Thanks to Big Chown Dog for passing along a baffling exchange Wednesday on Boston’s WEEI. WEEI is, to the best of my knowledge, the number one sports talk radio station in the country. According to the 2006 book, Sports Talk Radio in America, it’s the only sports talk station in the top fifteen markets in the United States that is among the top ten radio stations in that market. Like all sports talk radio stations, its target demographic is men, ages 25-54 (though WEEI does very well among women in that age range as well), and the audience is mostly White. WEEI also serves up, even by the standards of sports talk radio stations, a healthy dose of resentment and some of the bigotry that is a frequent off-shoot of such resentment (one of its popular shows, Dennis and Callahan, got into hot water in 2003 when the two hosts compared a gorilla who escaped from a local zoo to an African-American high school student).
In this case, Big Chown Dog reports on the outrage over Billy Packer’s comments, which I referred to the other day, but didn’t spell out. In a conversation with Charlie Rose that aired on PBS last Friday, the night before the Final Four, Rose offered to Packer that he would come help Packer cover the final four if Packer wished. Apparently, Rose has made this promise to Packer before, because Packer was playfully dismissive of Rose’s offer. How Packer was dismissive is what’s caused some controversy. Packer told Rose: “youalways fag out on that one for me…”

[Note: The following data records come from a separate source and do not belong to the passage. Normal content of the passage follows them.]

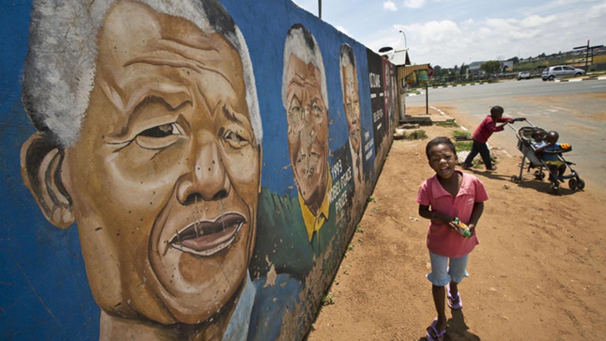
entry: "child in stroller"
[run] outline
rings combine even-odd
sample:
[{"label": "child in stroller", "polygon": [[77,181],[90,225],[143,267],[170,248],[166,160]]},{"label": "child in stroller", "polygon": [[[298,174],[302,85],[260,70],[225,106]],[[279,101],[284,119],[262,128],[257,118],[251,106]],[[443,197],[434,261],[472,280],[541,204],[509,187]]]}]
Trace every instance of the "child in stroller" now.
[{"label": "child in stroller", "polygon": [[[572,191],[580,191],[585,187],[585,182],[581,179],[579,174],[572,169],[574,164],[566,161],[562,154],[570,152],[572,147],[566,143],[558,143],[559,138],[556,132],[548,133],[542,128],[534,126],[527,120],[530,126],[522,127],[516,129],[513,123],[508,125],[514,131],[518,139],[518,149],[524,154],[520,164],[519,175],[512,175],[511,181],[520,183],[525,160],[528,160],[528,171],[531,168],[538,168],[534,171],[534,177],[538,180],[545,178],[543,169],[549,172],[550,188],[557,192],[561,182],[568,180],[568,187]],[[564,175],[566,168],[570,170],[570,174]]]},{"label": "child in stroller", "polygon": [[[538,135],[539,133],[537,133],[537,137],[539,137]],[[534,153],[547,165],[550,173],[549,181],[555,184],[555,187],[558,186],[558,180],[564,182],[562,176],[566,171],[566,163],[558,157],[558,152],[570,149],[567,144],[558,143],[559,138],[558,132],[551,130],[547,133],[544,140],[536,141],[534,146]],[[554,174],[558,174],[558,177],[554,177]]]}]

Bill Simmons predicted earlier this week that we’d be hearing all about this, especially after Jimmy Kimmel aired a clip of this on his show Monday night. That has not come to pass, and the WEEI guys were apparently agitated by the non-reaction to the exchange. This is where things get odd: the WEEI crew wasn’t upset about the comments, it would appear. Instead, they were upset that there’s been so little reaction to it by the national “liberal elite” media. And, they have a novel theory for why there’s been so little reaction from that liberal elite media: that they’ve chosen to ignore the comments because Packer uttered them on that bastion of liberalism, PBS.
This is the very essence of the kind of resentment so prevalent on talk radio in general, including sports talk radio: inverting the realities of power in this country in a way that always confirms that the common sense, working white guy is on the bottom. Whether it’s the supposed coddling of the Black athlete (including guys like Stephon Marbury and OJ Mayo, each of whom grew up in utterly uncoddled circumstances) or, in this case, imagining that a liberal elite media out there essentially controls discourse in this country despite a six-year run in which a right-wing administration has lied about almost every conceivable important issue with only token resistance from that “liberal” media, it’s a standard of such discourse to view minorities and their defenders as the ones with all the power in America.
Now, normally, that liberal elite is accused of the sin of “political correctness” which is what makes this particular take on Packer’s comments so noteworthy – that same liberal elite is apparently more concerned about somehow protecting PBS than pressing its tireless agenda to enforce political correctness. Of course, why the liberal elite would fear a backlash against PBS because of a thoughtless comment by a CBS basketball announcer is not entirely clear. But, it’s a staple of the culture of talk radio resentment not to delve too deeply into the nuances of this liberal elite. That’s because the narrative of resentment works best at a level of generality sufficient to obscure how incoherent the underlying arguments really are (for a classic example, see Rush Limbaugh’s comments about why the media likes Donovan McNabb and the ridiculous claim that Limbaugh was making a “media” comment rather than a racial one).
According to the principle of Occam’s razor, whereby all things being equal the simplest solution tends to be the best one, there’s a pretty straightforward explanation for the relative indifference to Packer’s comments: namely that thoughtless homophobia is still alive and well in America in 2007 and only stirs controversy when it’s expressed in its most extreme and direct form (“I hate gay people.”) But, according to the active imaginations of the purveyors of talk radio resentment, it’s proof that a liberal elite has the power that the right has always ascribed to it and the fact that the same liberal elite that normally would make a ruckus about homophobia didn’t in this case – well, that’s a smoking gun.
Big Chown Dog notes that the WEEI discussion did consider a default position – that if the relative lack of attention to Packer’s comments wasn’t due to a liberal elite conspiracy to protect PBS from criticism (again, as opposed to the more obvious conclusion that thoughtless homophobia is still alive and well in America) – it must mean that no one is paying attention to PBS. And, if that’s true, well, then PBS shouldn’t exist. Just like Newt Gingrich argued for when the Republicans first took control of Congress back in 1995. Either way, of course, liberalism (as opposed to homophobia) is triumphant in the national indifference to Packer’s comments.